I kept my face a blank mask, since I couldn’t exactly praise them in Japanese. In my head though? I hurled obscenities. Silas was an operative, same as them, but just because he was a vampire, law and order could be dispensed with. None of his good work over the years mattered.
Is this what awaited me when everyone found out I was an infernal? Would I be the one whose years of hard work keeping humanity safe suddenly became irrelevant?
I dug my nails into my palms to keep from reacting. The thing is, even if I had the abilities to fully embody my role, I was relieved to be relegated to a prop and that the Authority would never be able to prove that I’d been a part of this.
There were people out there who’d prioritize their personal convictions that justice be served over their personal well-being and part of me was ashamed I wasn’t more like them, but my pragmatic side knew that standing up against this travesty as Aviva would be a noble sacrifice on my part and not much else.
Moral lines were tricky, shifting bastards, but mine were solid. Should this operation go sideways, I’d fight tooth and nail to save all of us, but for now, I remained silent, my instincts on high alert.
Ezra headed around to the front of the transport van with one of the cruel operatives acting as our driver, while Silas and I climbed into the back of the panel van onto opposite benches. He was chained to a ring in the floor, but I had my doubts about whether that could truly hold him. Regardless, he didn’t make a move as we were locked in from outside.
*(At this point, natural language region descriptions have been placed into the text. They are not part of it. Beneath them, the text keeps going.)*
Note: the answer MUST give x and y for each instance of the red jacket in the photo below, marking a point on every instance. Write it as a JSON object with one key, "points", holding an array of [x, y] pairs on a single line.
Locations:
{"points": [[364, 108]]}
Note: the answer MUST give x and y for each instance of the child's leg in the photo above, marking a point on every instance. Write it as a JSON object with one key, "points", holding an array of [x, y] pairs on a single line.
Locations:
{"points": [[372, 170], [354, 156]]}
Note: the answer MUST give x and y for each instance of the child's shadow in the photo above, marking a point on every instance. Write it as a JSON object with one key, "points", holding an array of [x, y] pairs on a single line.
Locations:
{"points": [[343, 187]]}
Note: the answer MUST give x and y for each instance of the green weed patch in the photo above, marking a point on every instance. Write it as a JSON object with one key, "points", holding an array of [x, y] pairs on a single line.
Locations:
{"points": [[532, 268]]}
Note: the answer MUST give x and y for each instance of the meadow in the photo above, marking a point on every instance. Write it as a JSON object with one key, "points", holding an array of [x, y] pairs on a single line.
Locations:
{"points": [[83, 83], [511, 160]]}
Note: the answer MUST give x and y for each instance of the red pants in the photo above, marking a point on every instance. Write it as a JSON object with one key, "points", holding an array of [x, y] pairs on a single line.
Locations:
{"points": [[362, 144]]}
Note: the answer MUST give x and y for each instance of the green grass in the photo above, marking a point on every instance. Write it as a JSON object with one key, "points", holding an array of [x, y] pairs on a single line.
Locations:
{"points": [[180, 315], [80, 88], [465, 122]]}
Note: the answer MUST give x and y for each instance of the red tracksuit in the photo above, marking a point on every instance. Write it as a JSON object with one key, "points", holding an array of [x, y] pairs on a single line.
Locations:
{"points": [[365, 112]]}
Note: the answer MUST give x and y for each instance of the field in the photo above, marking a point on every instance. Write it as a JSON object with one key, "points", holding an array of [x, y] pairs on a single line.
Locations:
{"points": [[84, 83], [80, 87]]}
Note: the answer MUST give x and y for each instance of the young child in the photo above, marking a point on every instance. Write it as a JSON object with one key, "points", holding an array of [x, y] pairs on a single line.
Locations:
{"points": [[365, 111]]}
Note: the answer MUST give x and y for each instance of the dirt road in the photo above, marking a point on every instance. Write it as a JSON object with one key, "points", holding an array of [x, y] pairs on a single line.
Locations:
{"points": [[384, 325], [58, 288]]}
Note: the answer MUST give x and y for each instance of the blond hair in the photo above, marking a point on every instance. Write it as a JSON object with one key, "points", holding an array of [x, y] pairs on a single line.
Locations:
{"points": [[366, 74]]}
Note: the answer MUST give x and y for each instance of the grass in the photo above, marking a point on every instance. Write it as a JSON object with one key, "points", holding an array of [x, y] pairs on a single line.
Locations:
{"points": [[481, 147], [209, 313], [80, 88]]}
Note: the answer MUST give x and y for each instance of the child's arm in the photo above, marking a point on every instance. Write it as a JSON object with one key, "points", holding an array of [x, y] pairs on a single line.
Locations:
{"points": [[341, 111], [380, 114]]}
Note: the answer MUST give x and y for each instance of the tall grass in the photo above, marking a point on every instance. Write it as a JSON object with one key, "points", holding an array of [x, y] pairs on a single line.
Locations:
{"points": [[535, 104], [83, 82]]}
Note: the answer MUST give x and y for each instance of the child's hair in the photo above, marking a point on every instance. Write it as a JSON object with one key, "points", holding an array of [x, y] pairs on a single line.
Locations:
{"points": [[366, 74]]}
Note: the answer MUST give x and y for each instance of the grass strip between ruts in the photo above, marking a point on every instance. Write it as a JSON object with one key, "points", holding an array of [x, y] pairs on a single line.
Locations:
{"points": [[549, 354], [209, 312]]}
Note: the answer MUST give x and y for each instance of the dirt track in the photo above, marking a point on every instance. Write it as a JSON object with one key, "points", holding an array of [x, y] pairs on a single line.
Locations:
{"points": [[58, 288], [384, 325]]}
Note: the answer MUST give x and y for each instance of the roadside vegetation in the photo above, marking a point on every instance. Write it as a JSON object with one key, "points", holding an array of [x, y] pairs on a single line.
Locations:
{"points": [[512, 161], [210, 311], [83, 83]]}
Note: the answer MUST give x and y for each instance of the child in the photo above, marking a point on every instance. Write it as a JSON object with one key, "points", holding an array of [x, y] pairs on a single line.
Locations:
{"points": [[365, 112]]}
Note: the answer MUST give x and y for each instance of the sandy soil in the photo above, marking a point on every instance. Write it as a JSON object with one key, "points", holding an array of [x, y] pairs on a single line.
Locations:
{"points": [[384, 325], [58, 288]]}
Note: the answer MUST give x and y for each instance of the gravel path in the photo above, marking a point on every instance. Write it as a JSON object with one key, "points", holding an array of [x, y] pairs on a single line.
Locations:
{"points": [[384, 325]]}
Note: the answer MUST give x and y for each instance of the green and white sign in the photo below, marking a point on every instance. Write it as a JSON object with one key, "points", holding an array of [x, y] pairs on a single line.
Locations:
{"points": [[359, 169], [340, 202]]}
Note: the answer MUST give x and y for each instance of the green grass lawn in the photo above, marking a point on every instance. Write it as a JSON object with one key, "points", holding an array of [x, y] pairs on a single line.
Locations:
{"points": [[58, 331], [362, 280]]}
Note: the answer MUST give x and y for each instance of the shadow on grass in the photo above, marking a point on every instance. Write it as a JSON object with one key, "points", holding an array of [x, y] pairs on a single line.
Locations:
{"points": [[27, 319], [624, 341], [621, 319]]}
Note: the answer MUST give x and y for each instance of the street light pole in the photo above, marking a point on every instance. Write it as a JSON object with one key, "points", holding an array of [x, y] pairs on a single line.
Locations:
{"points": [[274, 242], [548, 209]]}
“Sure wish I could see the sky one last time,” he said, then he lapsed into silence.
Unsure of what the driver could hear, I couldn’t answer Silas or assure him all would be well.
We traveled for almost an hour in stop-and-go city traffic before the van came to a stop.
Nothing happened for a few minutes, then the doors were flung open and the keys to Silas’s chains tossed inside. I unlocked him and we climbed out into the middle of a run-down industrial area with the lights of Tokyo blazing in the distance.
Silas stared up at the sky as if memorizing it, but I was glued to the sight of the operative crumpled on the ground next to the van.
“Is he dead?”
At the sound of my normal voice, Silas whipped his head to me.
“Sadly, no,” Ezra said drolly in his regular voice. He pulled out another vial, drank half the contents, handed it to me, and shoved Silas in the shoulder. “Pendejo. Next time you’re being transported to your death, don’t just comply.”
His glamor fell away, as did mine within seconds of drinking this second liquid. It tasted like bitter almonds so that was a step up.
“I wouldn’t have let it go that far,” Silas said, “but first I had to pursue avenues that kept my morals intact.”
“Your morals are going to be the death of me,” Ezra muttered. “I should have walked the other way when I found you trying to rescue that lame tiger and getting your hand practically torn off for your troubles.”
Silas rescued tigers? How sweet was that.
“Says the guy who got teary when we visited Javan at the sanctuary in Malawai,” Silas said cheekily.
“There was a five-hundred-pound beast bearing down on me,” Ezra said, opening a portal. “They were tears of terror.”
“Right. Hugs and ear scratches are primal fear responses when it comes to big cats.”
I gaped at them. Ezra got to hug tigers? I wanted to hug a tiger.
My eyes slid sideways to my ex.
“You going to keep busting my balls, chamo, or get the hell out of here before this one wakes up?” Ezra prodded the unconscious operative.
“I’m going. I’m going.” Silas patted my shoulder. “Thanks for coming to save me, Avi.”
“Sorry for getting you in that mess in the first place,” I said.
“Not your fault.” He walked into the mesh portal.
“You get thanked, and I get grief. What a friendship,” Ezra grumbled.
“You think that’s grief?” I flashed him a hard smile. “Strap in, Cardoso, because you and I have a lot to discuss.”
“Wonderful.” He heaved a dramatic sigh then winked at me. “But we had fun, right? Partners in crime.”
My answering grin was fifty percent me, fifty percent Cherry Bomb. “Crazy fun.”